Anda menggunakan banyak bahan daur ulang dalam pembuatan rumah pohon. Apakah ada masalah unik yang muncul dari ini ?: (Dari Shaun): Ketika kami mulai mengembangkan struktur dasar rumah pohon, kami memiliki beberapa perkiraan jumlah ideal yang ingin kami lacak. Yang mengejutkan, kami dapat menemukan hampir persis apa yang kami inginkan dan kemudian pergi dari sana. Dinding berpihak dan jendela telah dihapus dari rumah gaya Cape Cod di luar Chicago, balok berasal dari gudang susu tua di Salem, WI, penghiasan cedar dan sebagian besar bahan framing bersumber dari Rebuilding Exchange, juga di Chicago. Kami pada dasarnya membangun tumpukan stok kecil dan kemudian mengambilnya ketika kami melanjutkan. Semuanya berjalan dengan baik, meskipun rencana itu agak longgar dan fleksibel. Semua orang yang terlibat cukup sadar akan fakta bahwa efisiensi material adalah bagian penting dari proses.

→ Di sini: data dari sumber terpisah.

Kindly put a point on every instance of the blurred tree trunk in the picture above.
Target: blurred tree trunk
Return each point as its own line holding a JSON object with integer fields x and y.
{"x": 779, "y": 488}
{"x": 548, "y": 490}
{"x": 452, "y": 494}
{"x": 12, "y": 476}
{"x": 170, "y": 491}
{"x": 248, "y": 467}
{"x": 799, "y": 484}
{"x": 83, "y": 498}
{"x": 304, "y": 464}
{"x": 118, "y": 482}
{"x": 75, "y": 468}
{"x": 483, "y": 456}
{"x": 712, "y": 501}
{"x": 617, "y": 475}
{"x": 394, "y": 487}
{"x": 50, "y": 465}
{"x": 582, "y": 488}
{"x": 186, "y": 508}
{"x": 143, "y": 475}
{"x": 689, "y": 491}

Apakah ada tantangan atau keuntungan unik yang dihadirkan dengan melakukan proyek pembangunan yang melibatkan teman-teman dekat ?: Aaalll keuntungan. Itu adalah proses kolaboratif yang paling sukses, paling memuaskan yang bisa dibayangkan. Orang-orang ini sangat murah hati dengan waktu dan bakat mereka. Tidak ada kata-kata untuk mengungkapkan rasa terima kasih kami kepada mereka.